Then it got all strange again
I changed the first line to
int **arpi = (int**) malloc(sizeof(int) * 5);
now I malloc int instead of int*
Compile, run, inspect, same old results
I think this works because an int is probably 64 bits same as an address
(gross assumption)
Yes, that's the kind of type mismatch that can be avoided by the idiom I
suggested above.
Then it gets weirder
int **arpi = (int**) malloc(0);
Now realistically what should I 'expect' to happen
I sort of expected it not to compile ... wrong, it compiled
I'm not sure why you'd expect it not to compile. malloc is a library
function, not a built-in language feature. It takes an integer argument
(specifically an argument of the unsigned integer type size_t), and
you've called it with an integer value. Even if 0 were not a valid
argument value, it's of the right type (or rather, is implicitly
convertible to the right type), so there's nothing for the compiler to
complain about. The run time behavior may be another matter; as James
Kuyper already explained, the behavior of malloc(0) is
implementation-defined.
I sort of expected it to blow up ... wrong, ran and exited normally
I even found 0x0e lurking about almost where I hoped it would be.
gdb exposed the memory and it was obviously not right but it still ran.
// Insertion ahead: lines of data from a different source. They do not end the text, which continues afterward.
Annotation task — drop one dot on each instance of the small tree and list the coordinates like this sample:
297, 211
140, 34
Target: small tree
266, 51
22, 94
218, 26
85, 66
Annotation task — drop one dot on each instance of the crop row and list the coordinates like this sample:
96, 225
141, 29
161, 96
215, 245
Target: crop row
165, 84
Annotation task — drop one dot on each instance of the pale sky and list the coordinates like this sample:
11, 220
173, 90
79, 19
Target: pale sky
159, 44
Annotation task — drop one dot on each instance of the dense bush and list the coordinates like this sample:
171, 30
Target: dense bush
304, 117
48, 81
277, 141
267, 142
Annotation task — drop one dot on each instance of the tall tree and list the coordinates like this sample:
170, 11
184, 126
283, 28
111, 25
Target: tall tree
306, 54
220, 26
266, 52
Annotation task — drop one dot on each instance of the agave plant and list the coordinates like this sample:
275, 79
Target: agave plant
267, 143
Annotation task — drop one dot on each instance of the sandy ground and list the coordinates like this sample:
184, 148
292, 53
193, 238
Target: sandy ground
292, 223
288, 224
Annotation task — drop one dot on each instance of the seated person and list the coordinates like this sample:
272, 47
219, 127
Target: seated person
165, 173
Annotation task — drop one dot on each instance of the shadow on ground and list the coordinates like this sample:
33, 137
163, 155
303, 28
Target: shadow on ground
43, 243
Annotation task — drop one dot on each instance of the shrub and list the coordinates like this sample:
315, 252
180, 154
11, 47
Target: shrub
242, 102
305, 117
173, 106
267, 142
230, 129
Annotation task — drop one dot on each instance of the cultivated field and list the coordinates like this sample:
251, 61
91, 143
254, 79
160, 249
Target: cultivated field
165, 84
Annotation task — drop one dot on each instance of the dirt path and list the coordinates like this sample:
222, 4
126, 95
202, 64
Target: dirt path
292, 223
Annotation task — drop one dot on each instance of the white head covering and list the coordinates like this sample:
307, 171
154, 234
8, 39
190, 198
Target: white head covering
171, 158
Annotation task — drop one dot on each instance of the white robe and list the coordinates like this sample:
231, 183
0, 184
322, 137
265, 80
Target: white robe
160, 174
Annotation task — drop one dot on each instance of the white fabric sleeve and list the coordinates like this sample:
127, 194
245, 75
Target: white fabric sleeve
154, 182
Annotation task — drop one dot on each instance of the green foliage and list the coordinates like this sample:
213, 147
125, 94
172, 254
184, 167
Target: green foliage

It's likely that malloc(0) allocated some small amount of memory from
the heap (it could have returned a null pointer, but then your program
probably would have crashed). The actual amount of memory allocated for
malloc(N) is likely to be a bit bigger than N, but you can only safely
access the first N bytes (and only if malloc(N) actually succeeded).
But if you try to access memory beyond those first N bytes, you're
*probably* still accessing memory within your program's memory space.
The behavior is undefined, but that doesn't mean it's going to crash;
if you're *unlucky*, it will appear to "work".